Resta preoccupante la qualità dell’aria, un fattore di rischio per la salute umana e per gli ecosistemi. L’Organizzazione mondiale della sanità (Oms) classifica l’inquinamento atmosferico come il principale rischio ambientale per la salute, soprattutto in Europa. Il materiale particolato (PM2,5 e PM10), il biossido di azoto (NO2 ) e l’ozono troposferico (O3 ) sono gli elementi più monitorati rappresentano le componenti preferite per il monitoraggio. L’Oms ritiene che il PM2,5 sia l’inquinante atmosferico più nocivo per la salute, ed ha definito il valore soglia per la salute (10 µg/m3). In Italia, dal 2010, i superamenti del valore di riferimento dell’Oms sono sempre superiori all’80% delle rilevazioni effettuate. Si osserva, comunque, una leggera tendenza al miglioramento negli ultimi dieci anni dal 92,9% del 2010 all’81,9% del 2019.
E se nel complesso nei cittadini è aumentato il timore per la propria situazione futura, non mancano comunque alcune buone notizie.
Il Rapporto registra un aumento dell’interesse diffuso per i temi civici e politici, in particolare per il cambiamento climatico, che preoccupa il 70% della popolazione; la presenza delle donne nei luoghi decisionali rivela dei seppur minimi miglioramenti; e nel complesso prosegue il cammino virtuoso del nostro Paese nell’ambito della gestione dei rifiuti.
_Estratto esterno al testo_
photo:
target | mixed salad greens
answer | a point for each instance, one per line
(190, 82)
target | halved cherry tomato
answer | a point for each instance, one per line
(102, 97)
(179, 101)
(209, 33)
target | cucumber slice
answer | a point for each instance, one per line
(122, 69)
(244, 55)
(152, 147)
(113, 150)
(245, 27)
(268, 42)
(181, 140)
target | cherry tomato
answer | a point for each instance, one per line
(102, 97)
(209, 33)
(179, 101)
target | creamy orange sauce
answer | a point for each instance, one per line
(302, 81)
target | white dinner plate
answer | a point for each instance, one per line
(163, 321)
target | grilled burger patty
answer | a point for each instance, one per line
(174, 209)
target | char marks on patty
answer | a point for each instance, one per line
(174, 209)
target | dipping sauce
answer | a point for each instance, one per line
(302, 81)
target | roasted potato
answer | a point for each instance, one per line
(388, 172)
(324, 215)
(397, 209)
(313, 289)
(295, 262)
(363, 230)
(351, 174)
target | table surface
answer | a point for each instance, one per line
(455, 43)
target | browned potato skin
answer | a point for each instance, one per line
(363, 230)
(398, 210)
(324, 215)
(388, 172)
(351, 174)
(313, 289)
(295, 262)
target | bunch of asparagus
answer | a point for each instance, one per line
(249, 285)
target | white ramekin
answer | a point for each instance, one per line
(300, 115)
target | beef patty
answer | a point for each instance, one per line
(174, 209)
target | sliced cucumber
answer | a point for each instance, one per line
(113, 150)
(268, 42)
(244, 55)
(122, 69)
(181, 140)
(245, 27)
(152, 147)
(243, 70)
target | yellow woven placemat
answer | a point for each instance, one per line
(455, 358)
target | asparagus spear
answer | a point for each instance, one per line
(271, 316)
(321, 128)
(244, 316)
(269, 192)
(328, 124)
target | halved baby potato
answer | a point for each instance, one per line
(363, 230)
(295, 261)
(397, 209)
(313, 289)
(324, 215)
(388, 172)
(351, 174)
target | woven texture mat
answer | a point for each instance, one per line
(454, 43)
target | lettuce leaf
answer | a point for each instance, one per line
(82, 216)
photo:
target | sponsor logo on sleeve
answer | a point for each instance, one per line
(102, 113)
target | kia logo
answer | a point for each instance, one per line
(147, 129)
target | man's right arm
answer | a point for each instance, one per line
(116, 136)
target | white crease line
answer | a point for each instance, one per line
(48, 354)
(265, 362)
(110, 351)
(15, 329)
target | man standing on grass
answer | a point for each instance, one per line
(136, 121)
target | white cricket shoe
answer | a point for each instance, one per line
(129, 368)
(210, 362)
“Questo Rapporto mostra un quadro complesso ricco e al tempo stesso contraddittorio – ha spiegato il Presidente dell’Istat Gian Carlo Blangiardo, durante la presentazione –. Mostra un Paese in grandi difficoltà, che tuttavia mantiene in vita riserve di speranza. L’impegno delle istituzioni e le risorse straordinarie rese disponibili dal programma #NextGenerationEU rappresentano una occasione senza precedenti per intervenire in modo sostanziale, e non puramente emergenziale, per la guarigione e la ripresa. In tal senso, il BES si propone di offrire, oggi più che mai, uno strumento mirato, sensibile e affidabile, per accompagnare e indirizzare le decisioni e per la valutazione dei risultati delle politiche che ne deriveranno”.